- Genre: Drama; Romance;
- Screenplay by: Gajra Kottary; Serena Luna;
- Story by: Gajra Kottary; Serena Luna;
- Directed by: Sai
- Creative director: Sharad Sharaan
- Starring: Dannia Salsabilla; Erdin Werdrayana; Ise Irish; Jeremie Moeremans; Dina Lorenza; Adam Jordan; Windy Wulandari; Minati Atmanagara; Pierre Gruno; Reynold Surbakti; Bara Valentino; Hikmal Abrar; Tri A. Ningtyas; Aditya Herpavi; Ena Pasaribu;
- Theme music composer: Ade Govinda
- Opening theme: "Masih Belum Lupa" — Ade Govinda feat Anneth
- Ending theme: "Masih Belum Lupa" — Ade Govinda feat Anneth
- Composer: Bella
- Country of origin: Indonesia
- Original language: Indonesian
- No. of seasons: 1
- No. of episodes: 63

Production
- Executive producer: David S. Suwarto
- Producer: Lili Wong
- Cinematography: Riano Indra Kusuma
- Editors: Mustadi; Fangky Yushatta; Rully K.P.; Sirojudin;
- Camera setup: Multi-camera
- Running time: 30—35 minutes
- Production company: SinemArt

Original release
- Network: Indosiar
- Release: 20 March – 21 May 2023

= Cinta yang tak Sederhana =

Cinta yang Tak Sederhana (transl.
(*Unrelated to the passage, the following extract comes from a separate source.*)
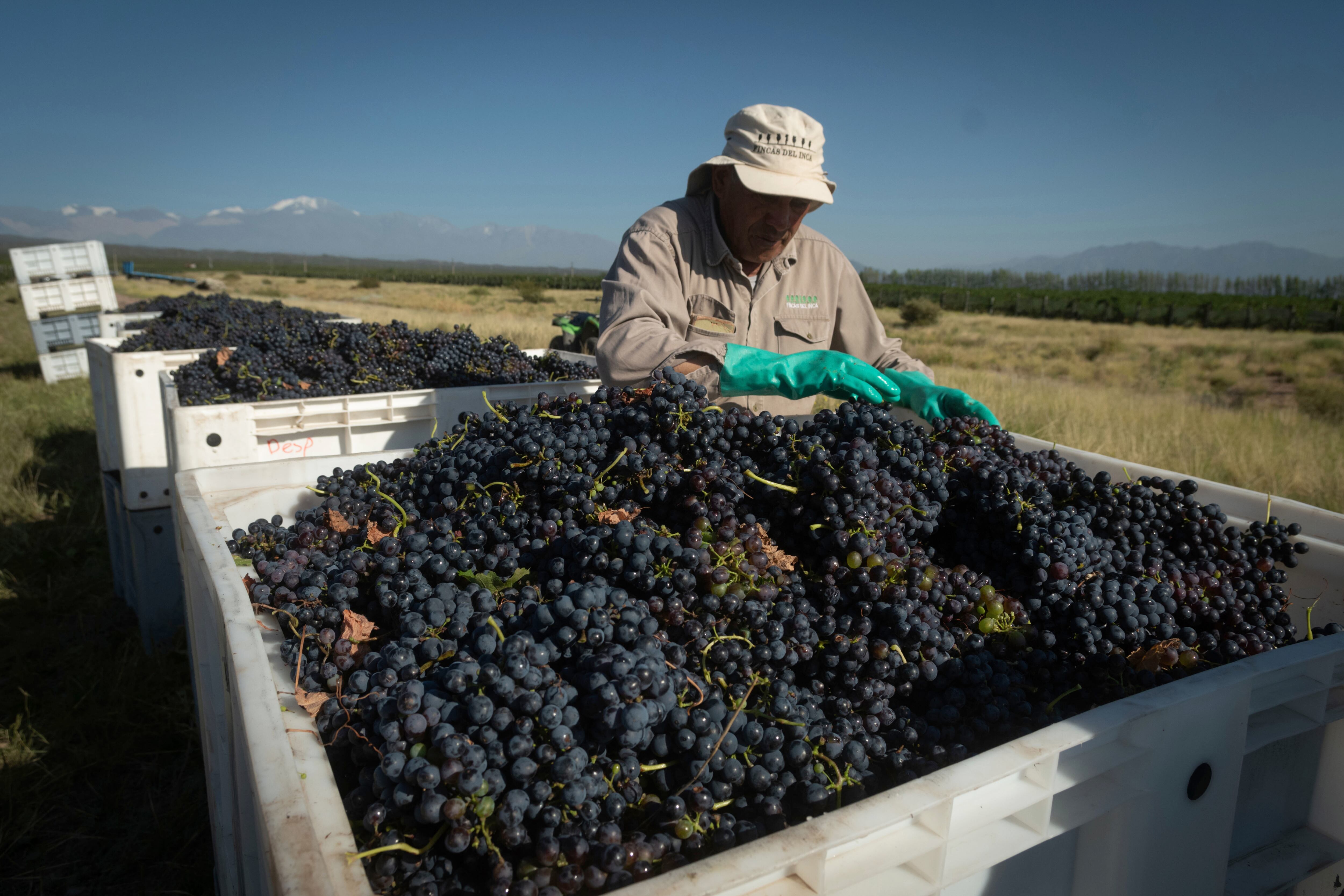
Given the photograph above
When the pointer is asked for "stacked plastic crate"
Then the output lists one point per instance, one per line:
(64, 287)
A Love That Is Not Simple) is an Indonesian soap opera produced by SinemArt which premiered 20 March 2023 on Indosiar. Directed by Sai and starred by Dannia Salsabilla, Erdin Werdrayana, and Ise Irish.

== Plot ==
Raja, a handsome man and the grandson of a successful businessman. Raja loved Indah, simple charming beautiful girl. However, because of his grandfather's request, Raja is forced to marry Nasya, the daughter of a business partner. On the other hand, there is Adi who loves Nasya, but can only keep his feelings of love.